Sepanjang perjalanan pulang menuju penginapan, saya masih diselimuti rasa penasaran dengan sejarah Kota Lama yang saya jelajahi tadi. Segudang tanda tanya datang bertubi-tubi dan membuat saya merasa tidak nyaman. Akhirnya, saya browsing untuk mencari tau apa yang membuat salah satu objek wisata andalan di Semarang ini diminati masyarakat. Dari beberapa informasi tersebut, saya baru mengetahui jikalau Kota Lama dijuluki "The Little Netherland" dan menyimpan sejarah yang tidak lekang oleh waktu. Memang benar, perjalanan mengelilingi Kota Lama membuat saya tersadar betapa megahnya arsitektur di Kota Lama.


"Semarang memiliki kawasan permukiman bersejarah yang lengkap dan unik, seperti Kauman, Kampung Melayu, Pecinan, dan Little Netherland. Sayangnya, kawasan-kawasan tersebut terancam dari berbagai penjuru sehingga perlu usaha ekstracerdas untuk melestarikannya." Catatan Kota Semarang


Tidak berhenti disitu. Keberagaman budaya yang dimiliki Kota Lama juga memberi isyarat bahwa Semarang menyimpan kekayaan budaya yang bukan rekayasa belaka. Kisahnya sudah mengembara dari masa ke masa. Tidak heran jika pemerintah daerah dan pusat berharap UNESCO melirik Kota Lama. Sehingga dalam dua tahun ini, Semarang terus berbenah untuk mengejar status sebagai "World Heritage" atau kota warisan.

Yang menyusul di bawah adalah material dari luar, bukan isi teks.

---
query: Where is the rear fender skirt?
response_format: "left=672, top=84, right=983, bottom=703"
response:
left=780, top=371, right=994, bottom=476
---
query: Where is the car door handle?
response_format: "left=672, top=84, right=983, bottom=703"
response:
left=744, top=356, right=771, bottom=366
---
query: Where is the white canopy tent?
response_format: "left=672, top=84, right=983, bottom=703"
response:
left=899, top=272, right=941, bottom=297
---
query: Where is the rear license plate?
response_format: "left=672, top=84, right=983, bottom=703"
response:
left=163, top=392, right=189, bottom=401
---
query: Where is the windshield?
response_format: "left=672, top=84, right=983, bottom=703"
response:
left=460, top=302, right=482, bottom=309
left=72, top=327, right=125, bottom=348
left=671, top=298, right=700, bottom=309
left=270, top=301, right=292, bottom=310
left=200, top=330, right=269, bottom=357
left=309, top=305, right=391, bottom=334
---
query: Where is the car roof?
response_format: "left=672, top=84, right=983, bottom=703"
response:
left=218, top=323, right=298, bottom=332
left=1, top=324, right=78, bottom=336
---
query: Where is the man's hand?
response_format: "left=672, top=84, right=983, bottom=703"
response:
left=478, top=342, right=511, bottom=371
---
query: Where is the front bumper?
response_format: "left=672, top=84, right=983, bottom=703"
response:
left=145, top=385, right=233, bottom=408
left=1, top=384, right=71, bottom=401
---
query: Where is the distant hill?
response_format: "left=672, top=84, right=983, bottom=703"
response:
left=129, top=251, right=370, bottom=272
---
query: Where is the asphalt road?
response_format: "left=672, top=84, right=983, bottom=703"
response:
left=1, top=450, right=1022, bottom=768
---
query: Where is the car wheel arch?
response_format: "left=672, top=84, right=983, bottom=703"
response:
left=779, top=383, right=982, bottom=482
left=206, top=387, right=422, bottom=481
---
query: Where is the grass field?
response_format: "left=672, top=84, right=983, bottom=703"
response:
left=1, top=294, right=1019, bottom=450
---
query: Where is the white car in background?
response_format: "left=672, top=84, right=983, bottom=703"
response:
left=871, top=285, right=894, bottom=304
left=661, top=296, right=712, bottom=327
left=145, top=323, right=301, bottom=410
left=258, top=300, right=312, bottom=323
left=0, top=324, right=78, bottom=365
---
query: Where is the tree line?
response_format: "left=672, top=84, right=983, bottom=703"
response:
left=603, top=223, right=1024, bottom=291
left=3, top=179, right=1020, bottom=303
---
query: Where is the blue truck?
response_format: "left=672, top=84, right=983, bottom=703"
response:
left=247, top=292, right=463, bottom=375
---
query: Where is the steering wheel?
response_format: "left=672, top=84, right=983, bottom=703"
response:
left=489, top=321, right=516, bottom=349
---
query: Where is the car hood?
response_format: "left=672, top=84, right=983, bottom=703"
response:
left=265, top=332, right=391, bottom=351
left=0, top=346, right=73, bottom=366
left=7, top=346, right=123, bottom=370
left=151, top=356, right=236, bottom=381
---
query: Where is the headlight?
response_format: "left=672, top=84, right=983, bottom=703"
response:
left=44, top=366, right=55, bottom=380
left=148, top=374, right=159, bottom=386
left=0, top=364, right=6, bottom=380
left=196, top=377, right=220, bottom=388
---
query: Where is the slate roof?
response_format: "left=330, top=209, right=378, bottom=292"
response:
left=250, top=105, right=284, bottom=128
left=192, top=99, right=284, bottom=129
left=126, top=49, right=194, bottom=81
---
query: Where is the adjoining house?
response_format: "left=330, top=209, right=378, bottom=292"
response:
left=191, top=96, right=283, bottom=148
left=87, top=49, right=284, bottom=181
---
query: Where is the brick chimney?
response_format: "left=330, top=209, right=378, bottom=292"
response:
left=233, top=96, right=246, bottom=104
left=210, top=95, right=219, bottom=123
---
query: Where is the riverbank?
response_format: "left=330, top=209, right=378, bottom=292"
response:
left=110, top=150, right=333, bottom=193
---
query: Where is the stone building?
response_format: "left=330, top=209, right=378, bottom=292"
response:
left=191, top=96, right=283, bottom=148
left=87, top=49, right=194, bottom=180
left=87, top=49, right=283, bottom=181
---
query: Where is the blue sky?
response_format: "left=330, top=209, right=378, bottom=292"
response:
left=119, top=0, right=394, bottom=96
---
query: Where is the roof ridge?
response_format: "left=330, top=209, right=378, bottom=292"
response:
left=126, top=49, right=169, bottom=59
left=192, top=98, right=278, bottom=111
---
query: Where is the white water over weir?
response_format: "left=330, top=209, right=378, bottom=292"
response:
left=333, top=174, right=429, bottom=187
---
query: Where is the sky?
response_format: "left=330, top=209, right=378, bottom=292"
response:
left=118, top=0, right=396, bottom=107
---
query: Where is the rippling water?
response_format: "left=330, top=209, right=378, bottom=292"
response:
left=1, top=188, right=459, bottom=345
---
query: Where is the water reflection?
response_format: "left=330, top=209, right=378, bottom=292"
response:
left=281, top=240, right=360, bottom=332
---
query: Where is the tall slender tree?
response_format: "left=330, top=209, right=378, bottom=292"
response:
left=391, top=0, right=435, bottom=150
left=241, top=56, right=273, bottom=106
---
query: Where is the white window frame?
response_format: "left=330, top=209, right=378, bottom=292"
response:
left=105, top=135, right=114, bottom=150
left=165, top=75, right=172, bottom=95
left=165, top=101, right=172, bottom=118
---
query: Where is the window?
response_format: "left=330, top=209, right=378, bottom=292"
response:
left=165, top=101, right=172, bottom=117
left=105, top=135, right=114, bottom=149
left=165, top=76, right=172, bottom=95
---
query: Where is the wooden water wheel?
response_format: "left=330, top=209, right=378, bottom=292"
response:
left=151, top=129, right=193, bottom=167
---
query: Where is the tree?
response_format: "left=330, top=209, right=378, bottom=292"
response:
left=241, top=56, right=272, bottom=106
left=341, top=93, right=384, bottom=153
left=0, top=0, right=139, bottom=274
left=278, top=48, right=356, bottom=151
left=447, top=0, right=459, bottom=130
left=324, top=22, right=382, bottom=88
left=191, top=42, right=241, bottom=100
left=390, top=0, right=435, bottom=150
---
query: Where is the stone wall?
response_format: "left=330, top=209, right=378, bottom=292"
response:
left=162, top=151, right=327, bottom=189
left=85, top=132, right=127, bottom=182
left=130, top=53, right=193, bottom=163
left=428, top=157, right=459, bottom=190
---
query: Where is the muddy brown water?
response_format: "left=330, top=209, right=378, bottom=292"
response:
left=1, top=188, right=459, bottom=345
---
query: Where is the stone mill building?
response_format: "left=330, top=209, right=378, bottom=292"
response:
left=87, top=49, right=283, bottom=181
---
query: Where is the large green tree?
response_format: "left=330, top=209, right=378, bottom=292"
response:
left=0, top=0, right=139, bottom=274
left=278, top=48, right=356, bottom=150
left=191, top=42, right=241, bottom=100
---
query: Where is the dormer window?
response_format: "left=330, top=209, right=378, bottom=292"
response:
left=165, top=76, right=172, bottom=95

Jatuh Hati dengan Kota Lama

"Upaya memperjuangkan Kota Lama Semarang menjadi World Heritage UNESCO patut didukung. Akan tetapi kelangsungan masyarakat dan bangunan tua sebagai satu ekosistem dan keunikan Semarang sebagai kota yang harmonis adalah nyawa yang harus dipertahankan sebagai sumbangan Semarang dan Indonesia bagi peradaban urban umat manusia!" Kota Lama Semarang, Miniatur Belanda di Tanah Jawa


Sebagai salah satu wisatawan lokal, saya merasakan getaran yang tidak biasa sejak pertama kali melihat Kota Lama. Mungkin ini yang namanya jatuh hati. Rasanya saya ingin menetap lebih lama dan menyaksikan setiap proses demi proses Kota Lama menjadi World Heritage.

Saya sependapat bahwa arsitektur bangunan yang kaya nilai sejarah, kemajemukan masyarakat, serta sejarah panjangnya merupakan paket lengkap yang kelestariannya harus dijaga. Semoga semakin banyak orang yang jatuh cinta dengan Kota Lama seperti saya, dan jika ada kesempatan, saya tentu ingin kembali lagi dan lagi.